Et encore…. Outre ces «points fixes», Serge Michel a également signé, pour la presse européenne et parfois américaine de nombreux reportages en Afghanistan, en Irak, en Chine ou en Afrique.

L’Europe par ses côtes, Syros, 1995; coécrit avec Yves Leresche (photos).

Un monde de brut, sur les routes de l’or noir, Seuil, 2003; coécrit avec Serge Enderlin et Paolo Woods (photos).

American Chaos, retour en Afghanistan et en Irak, 2002-2004, Seuil, 2004; coécrit avec Paolo Woods (photos).

Bondy Blog, avec la rédaction de L’Hebdo, Seuil, 2006.

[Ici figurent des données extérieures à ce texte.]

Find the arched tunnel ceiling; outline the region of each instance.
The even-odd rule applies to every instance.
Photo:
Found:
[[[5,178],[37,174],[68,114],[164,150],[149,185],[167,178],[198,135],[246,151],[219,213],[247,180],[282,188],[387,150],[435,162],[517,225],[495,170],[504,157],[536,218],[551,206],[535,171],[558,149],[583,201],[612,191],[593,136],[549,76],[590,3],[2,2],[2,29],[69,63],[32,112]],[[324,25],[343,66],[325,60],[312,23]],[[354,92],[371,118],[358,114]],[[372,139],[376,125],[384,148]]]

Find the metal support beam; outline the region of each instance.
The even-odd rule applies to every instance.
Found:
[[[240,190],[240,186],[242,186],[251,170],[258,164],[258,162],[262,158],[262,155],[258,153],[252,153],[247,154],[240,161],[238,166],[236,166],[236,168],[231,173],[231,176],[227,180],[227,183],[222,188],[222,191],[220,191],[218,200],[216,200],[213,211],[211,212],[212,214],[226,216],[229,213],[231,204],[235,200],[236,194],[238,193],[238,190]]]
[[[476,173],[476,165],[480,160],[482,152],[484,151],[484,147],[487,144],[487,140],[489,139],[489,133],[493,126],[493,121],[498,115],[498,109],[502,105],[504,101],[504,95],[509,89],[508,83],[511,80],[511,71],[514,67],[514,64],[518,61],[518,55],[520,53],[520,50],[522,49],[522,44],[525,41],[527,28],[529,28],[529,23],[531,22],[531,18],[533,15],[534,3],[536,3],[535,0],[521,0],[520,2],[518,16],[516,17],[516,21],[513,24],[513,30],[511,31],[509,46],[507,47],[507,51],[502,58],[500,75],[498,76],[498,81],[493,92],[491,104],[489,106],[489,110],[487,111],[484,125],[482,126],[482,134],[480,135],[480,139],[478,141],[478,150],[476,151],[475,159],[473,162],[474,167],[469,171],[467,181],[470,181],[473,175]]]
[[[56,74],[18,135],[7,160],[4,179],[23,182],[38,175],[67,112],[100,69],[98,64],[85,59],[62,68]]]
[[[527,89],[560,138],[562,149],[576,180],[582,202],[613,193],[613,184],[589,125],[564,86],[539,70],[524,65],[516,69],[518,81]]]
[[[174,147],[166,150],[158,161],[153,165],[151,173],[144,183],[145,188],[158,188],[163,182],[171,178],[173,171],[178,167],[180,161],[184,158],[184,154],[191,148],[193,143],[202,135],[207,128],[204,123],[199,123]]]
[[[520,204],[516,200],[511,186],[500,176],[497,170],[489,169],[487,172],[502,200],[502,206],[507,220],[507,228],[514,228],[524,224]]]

La Chinafrique, Pékin à la conquête du continent noir, Grasset, 2008; coécrit avec Michel Beuret et Paolo Woods (photos); traduit dans une dizaine de langues.

Marche sur mes yeux. Portrait de l’Iran d’aujourd’hui, Grasset, 2010; coécrit avec Paolo Woods (photos). La traduction en persan sort en juin 2011, pour ledeuxième anniversaire de la répression post-électorale en Iran. Elle sera disponible gratuitement sur Internet.

Outre ses livres documentaires, tous co-écrits avec un photographe, Serge Michel en a également co-édité quelques-uns, à l’enseigne de Riverboom, maison qu’il a fondée avec le photographe Paolo Woods et le graphiste Claude Baechtold. Il s’agit de guides de voyage décalés, que Le Figaro a décrit comme «aussi iconoclastes que drolatiques, manière cocasse de tourner en dérision les clichés associés à certains peuples».